Al enige tijd werken Stichting Kind en Voeding en Stichting de Nieuwe Leefstijl samen. De Nieuwe Leefstijl is voornamelijk nog in het Noorden van het land actief, maar zet daar voor diverse activiteiten voorlichters van Kind en Voeding in, zoals bij het evenement ter gelegenheid van Wereldvoedseldag in Frederiksoord op 14 oktober jl. Het was daarom geen vreemde suggestie om bestuurders van beide organisaties uit te wisselen om de mogelijkheid elkaar te versterken meer kans te geven. Door die ruil is per 1 januari 2018 Barbara Pruim medebestuurder van de Nieuwe Leefstijl en ondergetekende bestuurder van Stichting Kind en Voeding geworden. En natuurlijk kreeg ik het verzoek om meteen in de eerste blog van het jaar mij voor te stellen.

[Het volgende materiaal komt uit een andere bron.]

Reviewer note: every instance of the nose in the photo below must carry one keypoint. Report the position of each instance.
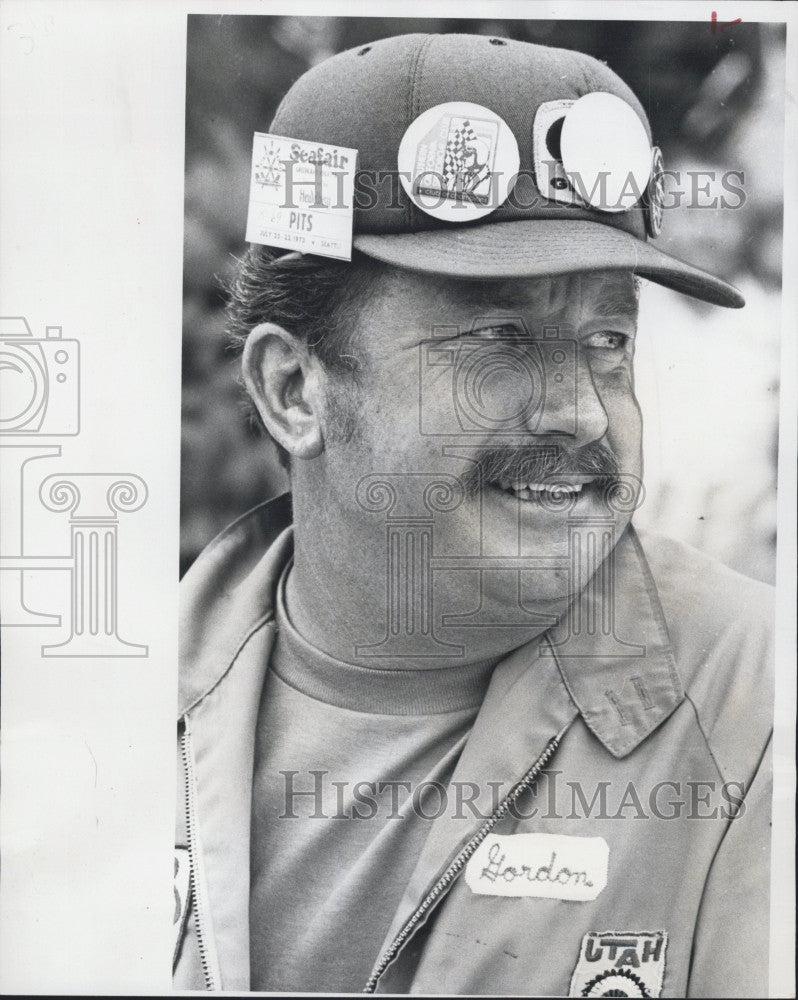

Als oud-directeur van het Healthy Ageing Network Noord-Nederland en tot een paar maanden geleden tevens bestuurder van Noorden Duurzaam, word ik gezien als een soort dwarsligger tussen gezondheid en duurzaamheid. Dat dwarsligger mag je behalve als verbinder ook lezen als rebels, want soms is dat ook nodig om iets te bereiken. Ik kijk wel regelmatig achterom of ik niet te ver voor de muziek uitloop, maar heb er geen moeite mee om voorop te lopen. In het kader van de activiteiten om gezond oud worden op de kaart te zetten (in enkele jaren tijd brachten we 120 organisaties bij elkaar rond dit thema), was preventie een van de belangrijkste onderwerpen. Hoewel het op elke leeftijd nog zinvol is om aandacht te besteden aan voldoende bewegen en gezonde voeding, bleek dat in de kindertijd vaak al de basis wordt gelegd voor verschillende chronische ziekten die op latere leeftijd de kop opsteken.
De artsen met wie ik samenwerkte in de periode van het Healthy Ageing Network hadden in hun totale opleiding slechts vier tot zes uur voedingsleer gehad. Tegenwoordig schijnt dat enkele uren meer te zijn, maar onvoldoende om de rol van voeding voldoende in te kunnen schatten. Vanuit de Nieuwe Leefstijl en Stichting Kind en Voeding zullen we daaraan extra aandacht besteden, maar met name ook de voorlichters van Stichting Kind en Voeding voldoende bagage geven om aan te kunnen geven wat al dan niet gezond is en waarom.
Natuurlijk zijn we ons ook bewust dat voeding slechts een onderdeel is van een integrale aanpak. De Denen krijgen door een integrale aanpak met leefstijlaanpassingen – waar ik in een volgende blog nader op in kan gaan – inmiddels kinderobesitas goed onder de knie en stabiliseert het in diverse steden. In Nederland is 16% van de kinderen en jongeren (tot 20 jaar) te zwaar en dat aantal stijgt volgens het CBS nog steeds. (Overigens vindt hoogleraar Public Health Jaap Seidell die cijfers onvoldoende betrouwbaar.) Daarnaast komt echter ook
3 tot 8% ondergewicht voor bij kinderen, jongeren en jongvolwassenen. Ook daaraan dient aandacht te worden besteed.
Om de relatie met de scholen en kinderdagverblijven te kunnen uitbouwen en intensiveren zal Stichting Kind en Voeding in de komende periode steeds meer met regionale coördinatoren gaan werken. Dat blijkt bijvoorbeeld in het Noorden van het land al goed te werken. We gaan dat gezamenlijk uitrollen over de rest van het land. Ik ga er vanuit dat dit niet alleen tot gezondere kinderen leidt, maar overall tot gezondere mensen.